Arturo paseaba ahora con la cabeza gacha, las manos en los bolsillos, buceando en lo más hondo de su criterio.

Proseguía:

—…algo que no puede hacer que le odiemos ni usted ni yo. Su sumisión a estas paredes, su rencor hacia mí y hacia usted son superiores en su ánimo incluso a su triste filosofía. Su actitud le ha encumbrado adonde, en la fábrica, no podía aspirar a llegar nunca. Ahora es un hombre célebre, tiene amigos; un ejército de locos y de desharrapados podría llegar a seguirle casi como a un profeta… Y sin embargo, a través de esas cartas nos indica que no está del todo allí, sino aquí. Parece como si una parte de él siguiera murmurando sumas. Me parece como si estuviera mutilado y lo ignorara.

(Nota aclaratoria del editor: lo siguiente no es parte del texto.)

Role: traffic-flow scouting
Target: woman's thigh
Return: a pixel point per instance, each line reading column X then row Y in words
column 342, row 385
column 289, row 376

—Así es en realidad, Llobet.

Rius estaba también pensativo.

—No piense más en eso, Arturo. No le dé vueltas a cosas que no tienen solución.

La noche empezaba a acechar en el exterior de la ventana.

Regás y los dirigentes obreros no habían logrado cohesionar esta vez sus esfuerzos. Planteada la cuestión hubo ramas que, a los diez días de huelga, postularon un entendimiento directo con sus patronos. El bloque había fracasado. Pero la petición se mantenía en pie con las características iniciales. Textil, Hotelería, Puerto, etcétera, obtuvieron, por concesión patronal, la jornada de nueve horas. Metalurgia, Transportes y Construcción, cuyos patronos se mantenían firmes en su negativa, siguieron vagando.

Se admiró Rius de que todos ellos entraran con una tranquilidad tan absoluta al trabajo. Amenazas, insultos, altercados, todo palabras vanas. Entonces advirtió realmente la gravedad de la situación. Todos podían hacerle daño, perjudicarle; él, en cambio, a la hora de exigir explicaciones, satisfacciones, no tendría a quién dirigirse. Al entrar, ellos se quitaban la gorra otra vez, tan campantes.

—Buenos días, señor Rius.

—Buenos días.

—Se le saluda, señor Rius.

—Buenos días.

—Buenos días.

Introdujo la llave en la cerradura y abrió; pero antes de entrar se volvió a verles.

Una serie innumerable de caras beatíficas le sonreían apaciblemente.